He looked around the field.

"I shouldn't wonder if they picked this out for a landing spot, if they decide to land at all," said he. "We want to see them if they do anything like that, and hear them, too, if we can. We may want to find out something from them."

Swiftly, then, they burrowed into the hay. They could look out and see anything that went on about them, but unless an enemy came very close, they themselves were entirely safe from detection.

"Now we'll know what they're up to, I guess," said Jack, with a good deal of satisfaction. "It's a good thing I sort of half disobeyed orders and came this way, isn't it?"

"You didn't really disobey orders, did you, Jack?" asked Tom.

"No, I didn't, really, Tom. I did what I was ordered to do, but I did something more, too, as there was no special time limit set for the job they gave us. But a scout is supposed to use his own judgment a good deal, anyhow. Otherwise he wouldn't be any use as a scout, so far as I can see."

It was very quiet in the hay. But above them, and sounding all the more clearly and distinctly for the silence that was everywhere else, they could hear the great hum of the motor of the aeroplane. With no muffler, the engine of the flying-machine kicked up a lot of noise, and, as it gradually grew louder, Jack was able to tell, even without looking up, that it was coming down.

"By George," said he, "I think they are going to land! They're getting more cautious, you see. They scout ahead now, and they're using their war aeroplane the way we have been using this car of ours."

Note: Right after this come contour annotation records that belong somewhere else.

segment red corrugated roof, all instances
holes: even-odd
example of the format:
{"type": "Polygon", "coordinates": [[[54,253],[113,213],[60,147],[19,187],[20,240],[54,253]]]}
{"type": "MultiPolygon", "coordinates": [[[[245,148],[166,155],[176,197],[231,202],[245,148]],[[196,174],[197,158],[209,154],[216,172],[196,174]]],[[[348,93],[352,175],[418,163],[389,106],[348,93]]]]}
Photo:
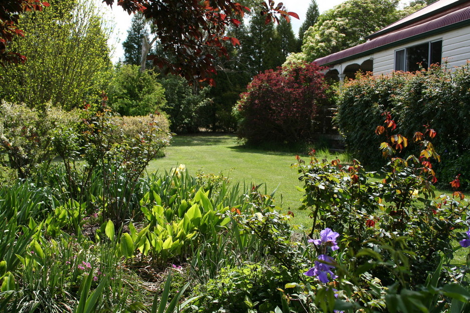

"What are our flying-machines doing, Jack? I haven't seen them on the job at all."

"General Harkness is using them in the actual battles. They go up to spot concealed bodies of the enemy, so that our gunners can get the range and drive the enemy, theoretically, out of any cover they have found. That's one of the ways in which flying machines are expected to be most useful in the next war. You see, as it is now, with smokeless powder and practically invisible uniforms, ten thousand men can do a lot of damage before anyone on the other side can locate them at all. But with a flying-machine, they won't be able to hide themselves. A man a thousand feet above them can see them, and direct the fire of artillery by signals so that the troops that were in entire security until he discovered them can be cut to pieces by heavy shell fire."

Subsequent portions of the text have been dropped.